Quand on dit que le problème touareg au Mali a sa source dans la décolonisation française opérée par la Ve République dont le père est le général De Gaulle, des officiers de cette époque et même de maintenant rétorquent avec arrogance que le Mali (qui est vaste et représente deux fois la superficie de la France), incapable de résoudre ses problèmes internes, accuse gratuitement l’ancienne métropole de les fomenter.
Dans la foulée de la décolonisation de l’AOF et de l’AEF, non réussie par la IVe République (1946-1958), le général De Gaulle arrivé au pouvoir en 1958 pour la seconde fois, avait cru trouver la bonne solution pour les régions sahélo-sahariennes en s’appuyant sur l’Organisation commune des régions sahariennes (OCRS) imaginée et créée par des prédécesseurs dont le jeune ministre des Colonies Max Lejeune.
Cette OCRS, dans l’esprit de son promoteur, devait englober une large partie du Sud de l’Algérie, du Niger, du Mali et de la Mauritanie mais les muscles que montra l’Algérie, qui venait d’imposer à la France sa volonté d’indépendance, fit reculer de plusieurs pas les autorités françaises.
D’ailleurs, au départ, le projet était conçu dans le sens d’une institution de collaboration économique visant la mise en valeur des richesses du sous-sol saharien mais il n’eut pas un bel avenir politique et économique et resta comme un document fossile aux mains des cadres touareg qui en ont accès.
Mais la mauvaise foi de ceux-ci est évidente car l’organisation ne visait aucun but politique et nulle part il n’y est question des touareg du Mali, du Niger ou de la Haute Volta et c’est par escroquerie intellectuelle que les touaregs de ces pays s’y réfèrent pour poser des revendications politiques.
C’est bien sous l’influence de l’ancienne métropole et des promesses mirobolantes que celle-ci, en cas d’autonomie, agita à ses yeux que la minorité touareg allée à l’école française, fit prendre les armes par une partie de la population contre l’Etat malien en 1963. Les complications des relations politiques et idéologiques entre la France et le Mali ont déteint sur ce conflit qu’on aurait pu éviter dès 1960 comme au Niger ou en Haute Volta.
Il est vrai que depuis cette date, les gouvernements de ces pays tous issus du RDA, ont choisi de coopérer avec la France et de rester dans son giron en toute chose.
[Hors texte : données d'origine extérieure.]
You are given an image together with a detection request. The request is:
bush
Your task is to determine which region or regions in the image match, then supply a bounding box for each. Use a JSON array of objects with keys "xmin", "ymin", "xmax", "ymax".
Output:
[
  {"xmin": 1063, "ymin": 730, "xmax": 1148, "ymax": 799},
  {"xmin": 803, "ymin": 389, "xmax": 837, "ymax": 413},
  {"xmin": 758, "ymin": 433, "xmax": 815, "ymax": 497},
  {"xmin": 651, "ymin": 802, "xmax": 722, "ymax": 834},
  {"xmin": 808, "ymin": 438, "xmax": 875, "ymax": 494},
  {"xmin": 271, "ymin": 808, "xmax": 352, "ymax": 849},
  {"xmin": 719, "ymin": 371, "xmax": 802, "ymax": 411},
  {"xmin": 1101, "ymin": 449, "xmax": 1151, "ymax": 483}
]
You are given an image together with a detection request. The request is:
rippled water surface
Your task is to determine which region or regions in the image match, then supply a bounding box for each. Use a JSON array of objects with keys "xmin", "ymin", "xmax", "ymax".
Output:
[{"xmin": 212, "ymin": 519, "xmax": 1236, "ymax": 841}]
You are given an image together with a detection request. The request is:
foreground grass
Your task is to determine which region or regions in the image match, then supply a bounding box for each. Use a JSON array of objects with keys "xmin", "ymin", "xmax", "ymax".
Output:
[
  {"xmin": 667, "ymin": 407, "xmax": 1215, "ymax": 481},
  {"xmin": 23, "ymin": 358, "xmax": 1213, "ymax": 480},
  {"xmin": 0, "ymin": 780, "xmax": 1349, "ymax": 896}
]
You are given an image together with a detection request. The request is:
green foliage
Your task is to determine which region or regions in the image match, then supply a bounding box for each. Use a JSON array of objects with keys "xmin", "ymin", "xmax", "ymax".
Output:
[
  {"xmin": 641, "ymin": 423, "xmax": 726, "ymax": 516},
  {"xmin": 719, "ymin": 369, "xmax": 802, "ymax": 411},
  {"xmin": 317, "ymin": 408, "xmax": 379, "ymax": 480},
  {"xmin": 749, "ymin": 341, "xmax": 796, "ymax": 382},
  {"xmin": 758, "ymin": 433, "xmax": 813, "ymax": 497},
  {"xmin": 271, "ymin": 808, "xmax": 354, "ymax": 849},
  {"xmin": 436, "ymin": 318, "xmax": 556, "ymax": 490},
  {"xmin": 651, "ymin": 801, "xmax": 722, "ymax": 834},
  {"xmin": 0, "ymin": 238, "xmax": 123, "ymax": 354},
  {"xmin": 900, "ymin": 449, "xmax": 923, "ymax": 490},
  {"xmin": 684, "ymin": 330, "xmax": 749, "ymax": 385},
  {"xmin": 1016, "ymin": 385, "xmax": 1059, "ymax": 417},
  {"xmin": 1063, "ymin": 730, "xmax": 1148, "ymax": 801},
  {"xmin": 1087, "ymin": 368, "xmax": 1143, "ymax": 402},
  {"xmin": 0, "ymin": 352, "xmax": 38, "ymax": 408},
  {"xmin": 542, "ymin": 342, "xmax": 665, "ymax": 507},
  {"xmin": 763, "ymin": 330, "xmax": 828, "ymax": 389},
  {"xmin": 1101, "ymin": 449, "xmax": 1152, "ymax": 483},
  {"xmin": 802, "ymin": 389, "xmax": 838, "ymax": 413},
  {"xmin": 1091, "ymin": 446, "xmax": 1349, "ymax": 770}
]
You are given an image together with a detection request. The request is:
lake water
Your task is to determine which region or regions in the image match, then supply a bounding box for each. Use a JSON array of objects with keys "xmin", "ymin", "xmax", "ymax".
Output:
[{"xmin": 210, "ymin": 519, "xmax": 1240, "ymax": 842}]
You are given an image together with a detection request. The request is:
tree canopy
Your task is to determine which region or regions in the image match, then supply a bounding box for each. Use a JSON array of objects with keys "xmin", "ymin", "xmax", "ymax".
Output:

Le Mali, au contraire, dirigé par l’US-RDA, fit le choix contraire à la grande colère des dirigeants français. La création des sociétés et entreprises d’Etat (SEE) contraire à la logique libérale prônée par la France, ajoutée à celle de la monnaie nationale, finit par mettre le feu à la case anciennement commune entre les deux pays.
La première rébellion, celle de 1963, fut sciemment mal expliquée par les Occidentaux et décrite comme une révolte contre la faim et la misère comme si le reste du Mali vivait dans l’opulence à côté des misérables peaux claires du désert. Il faut savoir qu’en 1960, le Mali ne disposait que de 6 régions et que celles de Tombouctou et de Kidal n’existaient pas encore ; la couverture administrative et militaire faisait cruellement défaut et c’est ce qu’exploitèrent les dirigeants français de l’époque.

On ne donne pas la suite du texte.